Gepubliceerd op 24-02-2020

Varen

betekenis & definitie

Het begrip varen heeft 2 verschillende betekenissen:

1. varen - VAREN - v. (-s), eene familie van overblijvende sporendragende planten (filices), met een kruipenden wortelstok, waarvan 13 geslachten in Nederland voorkomen: druifkruid, addertong, pluim-, schub-, naakt-, schild-, nier-, blaas-, maan-, streep-, tong-, randvaren en dubbelloof.

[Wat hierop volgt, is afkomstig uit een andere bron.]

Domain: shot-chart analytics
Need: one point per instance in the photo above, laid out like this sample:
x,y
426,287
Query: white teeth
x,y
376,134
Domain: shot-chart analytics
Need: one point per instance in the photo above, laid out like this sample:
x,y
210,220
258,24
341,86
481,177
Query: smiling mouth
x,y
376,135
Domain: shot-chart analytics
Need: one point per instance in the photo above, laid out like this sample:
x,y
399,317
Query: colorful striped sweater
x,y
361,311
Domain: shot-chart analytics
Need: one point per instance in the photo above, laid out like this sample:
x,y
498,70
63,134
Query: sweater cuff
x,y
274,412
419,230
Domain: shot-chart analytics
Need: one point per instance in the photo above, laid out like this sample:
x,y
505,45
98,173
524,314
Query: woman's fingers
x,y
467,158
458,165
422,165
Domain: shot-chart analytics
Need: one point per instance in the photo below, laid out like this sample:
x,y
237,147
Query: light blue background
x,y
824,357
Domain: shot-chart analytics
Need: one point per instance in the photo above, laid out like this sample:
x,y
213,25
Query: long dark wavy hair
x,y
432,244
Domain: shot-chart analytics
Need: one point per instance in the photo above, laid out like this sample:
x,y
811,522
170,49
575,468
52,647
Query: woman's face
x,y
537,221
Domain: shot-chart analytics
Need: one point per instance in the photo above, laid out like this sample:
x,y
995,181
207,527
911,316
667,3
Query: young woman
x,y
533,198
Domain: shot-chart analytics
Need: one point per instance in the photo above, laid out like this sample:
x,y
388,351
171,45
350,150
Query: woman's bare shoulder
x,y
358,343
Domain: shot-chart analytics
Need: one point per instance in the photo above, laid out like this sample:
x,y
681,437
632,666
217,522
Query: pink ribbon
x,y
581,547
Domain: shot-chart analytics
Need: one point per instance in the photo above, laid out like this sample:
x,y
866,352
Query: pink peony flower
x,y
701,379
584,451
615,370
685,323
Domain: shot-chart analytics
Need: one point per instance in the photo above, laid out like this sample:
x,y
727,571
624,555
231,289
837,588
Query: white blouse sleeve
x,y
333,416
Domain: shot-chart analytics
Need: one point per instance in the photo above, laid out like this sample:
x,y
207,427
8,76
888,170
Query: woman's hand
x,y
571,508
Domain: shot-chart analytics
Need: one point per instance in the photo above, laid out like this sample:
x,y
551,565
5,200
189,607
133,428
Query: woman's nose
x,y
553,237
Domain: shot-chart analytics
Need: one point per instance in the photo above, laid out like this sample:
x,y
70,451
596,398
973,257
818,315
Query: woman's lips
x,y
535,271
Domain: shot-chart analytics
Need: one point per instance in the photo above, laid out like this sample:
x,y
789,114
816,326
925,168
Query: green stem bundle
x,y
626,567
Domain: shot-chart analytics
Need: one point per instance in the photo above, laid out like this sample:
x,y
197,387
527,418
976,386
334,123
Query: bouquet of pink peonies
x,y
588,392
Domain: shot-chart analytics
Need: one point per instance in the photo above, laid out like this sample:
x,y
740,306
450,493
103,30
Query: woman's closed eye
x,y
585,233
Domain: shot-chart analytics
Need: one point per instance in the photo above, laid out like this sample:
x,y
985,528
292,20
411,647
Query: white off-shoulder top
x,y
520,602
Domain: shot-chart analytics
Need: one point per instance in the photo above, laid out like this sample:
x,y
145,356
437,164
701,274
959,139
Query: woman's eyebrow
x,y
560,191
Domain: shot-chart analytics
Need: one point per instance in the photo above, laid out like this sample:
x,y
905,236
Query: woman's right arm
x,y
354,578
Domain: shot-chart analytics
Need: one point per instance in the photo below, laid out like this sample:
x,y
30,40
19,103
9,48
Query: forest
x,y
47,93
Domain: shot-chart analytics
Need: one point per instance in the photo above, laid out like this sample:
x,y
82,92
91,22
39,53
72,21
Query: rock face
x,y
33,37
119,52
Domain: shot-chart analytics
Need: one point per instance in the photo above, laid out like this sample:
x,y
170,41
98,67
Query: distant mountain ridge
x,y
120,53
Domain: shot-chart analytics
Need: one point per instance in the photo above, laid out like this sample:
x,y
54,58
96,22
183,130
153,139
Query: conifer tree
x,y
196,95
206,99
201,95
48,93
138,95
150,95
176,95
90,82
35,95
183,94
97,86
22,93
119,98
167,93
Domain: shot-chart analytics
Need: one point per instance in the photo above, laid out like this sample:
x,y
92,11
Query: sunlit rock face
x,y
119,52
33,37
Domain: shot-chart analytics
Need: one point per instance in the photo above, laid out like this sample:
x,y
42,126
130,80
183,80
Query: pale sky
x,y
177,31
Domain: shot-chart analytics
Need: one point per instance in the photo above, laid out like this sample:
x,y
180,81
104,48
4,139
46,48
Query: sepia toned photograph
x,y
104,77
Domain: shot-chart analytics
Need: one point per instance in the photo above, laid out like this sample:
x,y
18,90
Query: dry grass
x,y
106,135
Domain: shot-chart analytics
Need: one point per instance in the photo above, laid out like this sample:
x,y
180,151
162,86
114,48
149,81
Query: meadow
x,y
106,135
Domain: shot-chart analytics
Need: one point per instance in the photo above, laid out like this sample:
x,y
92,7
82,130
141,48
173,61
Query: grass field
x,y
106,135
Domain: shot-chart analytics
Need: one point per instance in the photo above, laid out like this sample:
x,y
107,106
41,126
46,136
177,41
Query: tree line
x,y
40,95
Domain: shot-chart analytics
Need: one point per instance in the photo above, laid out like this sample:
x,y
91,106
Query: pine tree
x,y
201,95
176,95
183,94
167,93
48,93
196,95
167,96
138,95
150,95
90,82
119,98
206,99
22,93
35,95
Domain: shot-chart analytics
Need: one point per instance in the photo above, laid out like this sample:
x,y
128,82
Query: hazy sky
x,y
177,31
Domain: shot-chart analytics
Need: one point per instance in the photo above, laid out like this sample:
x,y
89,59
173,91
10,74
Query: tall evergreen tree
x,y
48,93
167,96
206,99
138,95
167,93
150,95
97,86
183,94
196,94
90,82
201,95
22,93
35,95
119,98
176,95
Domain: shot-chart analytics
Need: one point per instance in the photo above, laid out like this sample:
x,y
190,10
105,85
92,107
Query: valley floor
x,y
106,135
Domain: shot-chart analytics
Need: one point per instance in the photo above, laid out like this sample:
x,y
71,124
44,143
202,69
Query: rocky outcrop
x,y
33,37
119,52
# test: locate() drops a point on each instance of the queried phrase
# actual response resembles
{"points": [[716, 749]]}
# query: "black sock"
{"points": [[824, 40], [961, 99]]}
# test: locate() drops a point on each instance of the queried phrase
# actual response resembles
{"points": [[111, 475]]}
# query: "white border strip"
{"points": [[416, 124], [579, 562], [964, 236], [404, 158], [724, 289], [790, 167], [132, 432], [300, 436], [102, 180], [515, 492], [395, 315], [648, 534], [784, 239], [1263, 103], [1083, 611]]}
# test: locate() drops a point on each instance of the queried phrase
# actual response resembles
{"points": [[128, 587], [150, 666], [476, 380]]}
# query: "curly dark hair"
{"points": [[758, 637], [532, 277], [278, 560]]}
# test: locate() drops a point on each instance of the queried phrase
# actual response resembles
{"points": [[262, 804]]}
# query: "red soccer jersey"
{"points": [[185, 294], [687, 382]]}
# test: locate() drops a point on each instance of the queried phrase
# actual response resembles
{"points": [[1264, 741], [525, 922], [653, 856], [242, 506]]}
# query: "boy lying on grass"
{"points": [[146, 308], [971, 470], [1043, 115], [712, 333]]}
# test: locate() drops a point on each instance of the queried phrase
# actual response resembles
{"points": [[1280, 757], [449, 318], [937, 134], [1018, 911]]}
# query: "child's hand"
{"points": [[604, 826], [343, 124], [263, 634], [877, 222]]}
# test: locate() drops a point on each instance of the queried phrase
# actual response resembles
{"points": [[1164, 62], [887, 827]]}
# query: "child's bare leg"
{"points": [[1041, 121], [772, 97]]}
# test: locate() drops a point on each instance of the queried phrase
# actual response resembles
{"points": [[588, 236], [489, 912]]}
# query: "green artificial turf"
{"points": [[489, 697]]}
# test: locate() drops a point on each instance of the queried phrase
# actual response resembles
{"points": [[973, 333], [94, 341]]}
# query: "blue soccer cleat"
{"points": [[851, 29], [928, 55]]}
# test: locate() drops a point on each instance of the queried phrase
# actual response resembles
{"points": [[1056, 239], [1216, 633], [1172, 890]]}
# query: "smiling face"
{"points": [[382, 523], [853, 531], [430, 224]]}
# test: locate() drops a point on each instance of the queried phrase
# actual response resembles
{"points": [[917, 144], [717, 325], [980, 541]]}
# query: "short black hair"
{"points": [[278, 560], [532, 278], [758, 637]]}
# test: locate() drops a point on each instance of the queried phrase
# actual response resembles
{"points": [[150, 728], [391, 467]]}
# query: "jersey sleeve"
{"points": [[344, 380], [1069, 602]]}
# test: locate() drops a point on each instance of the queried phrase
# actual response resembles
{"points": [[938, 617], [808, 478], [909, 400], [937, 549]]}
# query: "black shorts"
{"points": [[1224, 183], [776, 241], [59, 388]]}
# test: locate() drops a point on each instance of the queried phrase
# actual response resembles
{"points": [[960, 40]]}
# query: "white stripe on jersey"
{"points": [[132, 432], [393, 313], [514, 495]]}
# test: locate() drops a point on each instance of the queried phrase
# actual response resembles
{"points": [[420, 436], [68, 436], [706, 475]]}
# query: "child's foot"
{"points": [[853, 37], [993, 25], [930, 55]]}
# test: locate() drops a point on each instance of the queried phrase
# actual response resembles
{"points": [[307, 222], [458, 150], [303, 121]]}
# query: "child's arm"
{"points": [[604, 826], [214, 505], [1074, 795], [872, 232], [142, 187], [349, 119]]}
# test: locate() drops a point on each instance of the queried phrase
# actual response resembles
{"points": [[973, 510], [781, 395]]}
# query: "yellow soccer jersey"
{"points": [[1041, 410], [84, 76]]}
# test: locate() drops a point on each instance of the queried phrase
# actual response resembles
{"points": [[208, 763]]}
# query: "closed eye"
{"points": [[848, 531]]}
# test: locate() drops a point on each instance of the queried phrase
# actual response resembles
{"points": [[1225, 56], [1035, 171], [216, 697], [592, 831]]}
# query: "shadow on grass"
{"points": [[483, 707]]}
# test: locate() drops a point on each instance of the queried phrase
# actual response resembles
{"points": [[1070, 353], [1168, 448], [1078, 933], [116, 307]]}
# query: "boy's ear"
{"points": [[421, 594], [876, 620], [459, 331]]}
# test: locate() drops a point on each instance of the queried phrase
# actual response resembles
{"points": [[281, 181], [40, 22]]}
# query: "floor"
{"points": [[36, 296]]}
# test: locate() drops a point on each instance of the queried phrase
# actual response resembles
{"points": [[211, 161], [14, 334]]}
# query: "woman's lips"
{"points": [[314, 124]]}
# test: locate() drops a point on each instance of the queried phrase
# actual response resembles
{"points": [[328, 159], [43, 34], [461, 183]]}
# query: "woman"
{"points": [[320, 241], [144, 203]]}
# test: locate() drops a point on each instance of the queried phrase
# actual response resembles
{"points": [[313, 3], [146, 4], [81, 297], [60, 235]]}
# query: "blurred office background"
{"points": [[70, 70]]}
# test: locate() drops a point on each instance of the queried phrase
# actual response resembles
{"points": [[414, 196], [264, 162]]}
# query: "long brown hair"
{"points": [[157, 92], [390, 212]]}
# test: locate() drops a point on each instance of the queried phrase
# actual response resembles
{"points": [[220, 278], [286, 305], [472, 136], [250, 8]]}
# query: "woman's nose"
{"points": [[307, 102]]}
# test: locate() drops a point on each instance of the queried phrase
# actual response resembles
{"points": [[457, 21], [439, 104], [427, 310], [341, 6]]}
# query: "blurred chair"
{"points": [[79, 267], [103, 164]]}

2. varen - VAREN - (voer, heeft of is gevaren), zich ergens heen begeven, zich bewegen : ten hemd, ter helle varen;
— de duivel is in hem gevaren, hij wordt door den duivel bezeten;
— iets laten varen, zich er niet mee inlaten, er van afzien;
— alle zorgen laten varen, zich de zaken niet meer aantrekken;
— (zeew.) alle gordings varen aan den voorkant der zeilen, bewegen zich, loopen;
— inz. zich met een vaartuig (gew. ook met een rijtuig) ergens heen begeven: naar Rotterdam, naar Indië varen; in een bootje, met eene stoomboot varen; op eene stoomboot varen, daarop dienst doen; als, voor stuurman, matroos varen, als zoodanig dienst doen;
— hij heeft reeds lang gevaren, als zeeman dienst gedaan;
— op de Oost varen, naar Oost-Indië;
— langs den wal varen, (fig.) zich niet bloot geven, niets wagen;
— tegen stroom op varen, (ook fig.) aan alle hindernissen het hoofd bieden;
— voor wind en stroom varen, (ook fig.) voorspoed hebben; ter kaap, ten haring varen, als kaper, op de haringvisscherij varen; (fig.) daar is hij leelijk ten haring gevaren, daar is hij leelijk weg gekomen;
— zich rijk varen, ten gevolge van veel varen rijk worden;
— ergens goed, slecht bij varen, er voor-, nadeel van hebben;
— het zal kwalijk met u varen, het zal slecht met u afloopen; hij vaart zooals de groote mast vaart, hij is en blijft even dom;
— hij vaart in mijn zog, hij volgt mij na: (ook) hij is het met mij eens, denkt er evenzoo over;
— (met betrekking tot de gezondheid) zich bevinden : hoe vaart gij ? wij varen goed.